Not just a numbers game
As for Square Mile, the company prides itself on producing high quality research that is regularly updated by a team from varying backgrounds.
The team tracks the performance of the 230 names - 60 of which are passive - within the Academy of Funds every six months and updates are reported to the board and shared with clients. Funds are selected based on the collective expertise of the research team, referencing market intelligence, industry contacts and in-depth sector and fund analysis.
Romer-Lee says: "It is not easy assessing funds, nor is it just a numbers game. It is a combination of art and science and there is much to consider, no matter what asset class or approach you are looking at.
"But we have been successful working with advisers, wholesalers and asset managers in a number of different ways.

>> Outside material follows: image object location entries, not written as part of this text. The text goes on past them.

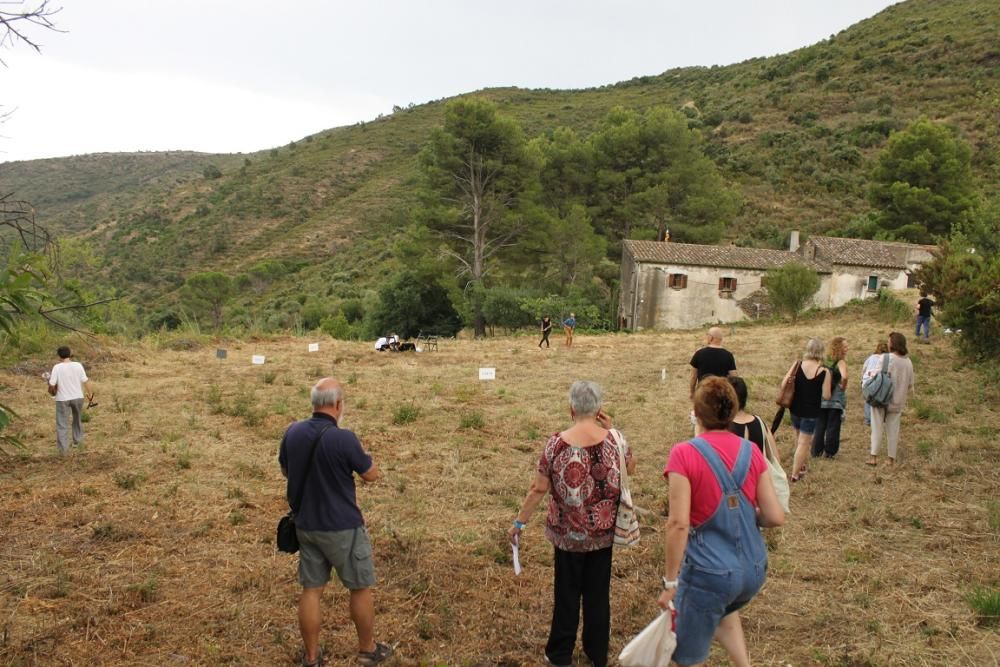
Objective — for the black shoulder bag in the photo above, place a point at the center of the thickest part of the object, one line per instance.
(287, 540)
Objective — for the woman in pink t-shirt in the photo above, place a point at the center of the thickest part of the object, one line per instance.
(715, 557)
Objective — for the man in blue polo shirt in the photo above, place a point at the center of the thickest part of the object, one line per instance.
(329, 524)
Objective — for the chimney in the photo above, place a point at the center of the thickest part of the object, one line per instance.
(793, 241)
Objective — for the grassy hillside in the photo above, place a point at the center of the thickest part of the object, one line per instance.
(795, 133)
(154, 543)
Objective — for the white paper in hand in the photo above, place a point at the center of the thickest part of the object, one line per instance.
(653, 647)
(516, 558)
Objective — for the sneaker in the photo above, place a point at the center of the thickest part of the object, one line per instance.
(320, 660)
(381, 653)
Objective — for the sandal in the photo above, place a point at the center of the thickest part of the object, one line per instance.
(320, 660)
(380, 654)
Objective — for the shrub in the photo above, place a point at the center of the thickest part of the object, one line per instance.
(472, 420)
(791, 287)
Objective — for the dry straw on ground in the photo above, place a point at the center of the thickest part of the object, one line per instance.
(153, 545)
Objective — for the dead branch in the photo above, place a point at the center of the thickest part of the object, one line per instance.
(14, 25)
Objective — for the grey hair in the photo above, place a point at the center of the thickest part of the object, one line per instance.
(323, 397)
(814, 349)
(585, 398)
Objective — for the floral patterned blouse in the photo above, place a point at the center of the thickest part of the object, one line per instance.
(584, 486)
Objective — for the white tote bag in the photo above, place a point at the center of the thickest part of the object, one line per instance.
(654, 646)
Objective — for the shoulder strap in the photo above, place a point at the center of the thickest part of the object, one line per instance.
(730, 482)
(305, 480)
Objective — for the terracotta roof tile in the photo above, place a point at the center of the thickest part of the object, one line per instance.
(862, 252)
(731, 257)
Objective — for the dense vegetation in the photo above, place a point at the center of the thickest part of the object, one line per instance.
(314, 231)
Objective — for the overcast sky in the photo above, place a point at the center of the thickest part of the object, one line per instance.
(244, 75)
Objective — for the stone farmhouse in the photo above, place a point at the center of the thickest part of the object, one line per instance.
(683, 285)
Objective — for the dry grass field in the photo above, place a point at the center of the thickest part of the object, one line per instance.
(153, 544)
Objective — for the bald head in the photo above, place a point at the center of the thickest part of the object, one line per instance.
(327, 396)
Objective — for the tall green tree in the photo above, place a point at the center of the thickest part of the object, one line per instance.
(206, 295)
(922, 182)
(480, 173)
(651, 176)
(963, 280)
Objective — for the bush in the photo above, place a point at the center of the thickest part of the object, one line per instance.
(791, 287)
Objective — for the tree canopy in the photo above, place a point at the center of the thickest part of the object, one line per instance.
(922, 183)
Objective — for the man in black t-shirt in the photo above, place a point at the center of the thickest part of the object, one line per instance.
(924, 315)
(320, 460)
(713, 359)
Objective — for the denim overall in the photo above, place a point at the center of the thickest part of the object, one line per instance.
(725, 562)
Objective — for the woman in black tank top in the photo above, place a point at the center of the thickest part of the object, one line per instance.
(812, 386)
(744, 424)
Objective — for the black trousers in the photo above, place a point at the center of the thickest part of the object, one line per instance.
(585, 575)
(826, 440)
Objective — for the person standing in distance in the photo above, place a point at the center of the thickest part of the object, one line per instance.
(546, 330)
(569, 326)
(924, 306)
(329, 524)
(66, 384)
(713, 359)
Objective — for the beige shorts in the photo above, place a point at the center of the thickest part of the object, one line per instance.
(349, 552)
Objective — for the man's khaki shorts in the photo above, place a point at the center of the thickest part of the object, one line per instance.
(349, 552)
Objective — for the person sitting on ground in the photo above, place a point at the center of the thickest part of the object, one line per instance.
(581, 467)
(720, 493)
(745, 424)
(320, 459)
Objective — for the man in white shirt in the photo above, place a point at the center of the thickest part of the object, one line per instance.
(66, 383)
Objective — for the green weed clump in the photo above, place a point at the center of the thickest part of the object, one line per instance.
(985, 601)
(472, 420)
(405, 414)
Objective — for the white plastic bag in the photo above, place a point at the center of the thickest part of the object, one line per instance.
(653, 646)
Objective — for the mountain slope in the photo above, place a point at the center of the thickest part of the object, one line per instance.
(795, 133)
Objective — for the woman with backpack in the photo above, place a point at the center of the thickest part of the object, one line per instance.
(886, 419)
(826, 441)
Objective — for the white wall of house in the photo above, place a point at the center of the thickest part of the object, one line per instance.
(649, 302)
(855, 282)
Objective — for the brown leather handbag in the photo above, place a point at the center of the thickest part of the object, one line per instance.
(787, 392)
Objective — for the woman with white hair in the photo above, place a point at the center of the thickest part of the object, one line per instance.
(812, 387)
(581, 467)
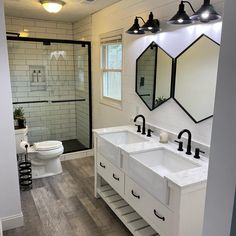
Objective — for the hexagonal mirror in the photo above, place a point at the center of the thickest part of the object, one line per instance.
(154, 76)
(195, 79)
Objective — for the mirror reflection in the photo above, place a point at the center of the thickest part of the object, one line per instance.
(195, 81)
(153, 76)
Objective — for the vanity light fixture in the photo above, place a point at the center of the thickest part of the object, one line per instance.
(52, 6)
(206, 13)
(181, 16)
(135, 28)
(152, 25)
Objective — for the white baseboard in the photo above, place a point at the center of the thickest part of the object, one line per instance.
(76, 155)
(12, 222)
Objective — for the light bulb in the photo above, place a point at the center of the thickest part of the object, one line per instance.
(205, 15)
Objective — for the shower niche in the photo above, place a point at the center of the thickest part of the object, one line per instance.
(37, 77)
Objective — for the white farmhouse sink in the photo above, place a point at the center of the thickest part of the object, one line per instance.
(150, 168)
(108, 144)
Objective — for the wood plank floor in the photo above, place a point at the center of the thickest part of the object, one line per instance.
(64, 205)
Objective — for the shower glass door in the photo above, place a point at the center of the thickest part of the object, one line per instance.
(51, 80)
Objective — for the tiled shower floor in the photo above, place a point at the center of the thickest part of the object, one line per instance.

We continue to work with platforms and life companies by providing governance and guided architecture and increasingly helping them with legacy business."
Commenting on plans for the firm, Romer-Lee expects to expand the team in the short to medium term, adding people with experience looking after clients as "a personalised service is important".
As for prospects for the Academy of Funds, he emphasises Square Mile's research is very much driven by client demand. "For example, we do not look at investment trusts yet but when there is demand, we will consider them," he says.
"Smart-beta is another interesting area but here advisers need to think about the right starting point for investors. It is the ultimate expression of past performance, which might not necessarily be the right starting point if you are trying to generate an income or preserve capital or want a highly active approach to generate long-term returns greater than a market-cap weighted index.
"Some strategies are being brought to the market and we look at those. When demand is sufficient and we think smart-beta can meet investors' needs, we will consider adding those products to the Academy, but we will always be mindful of the needs of our customers."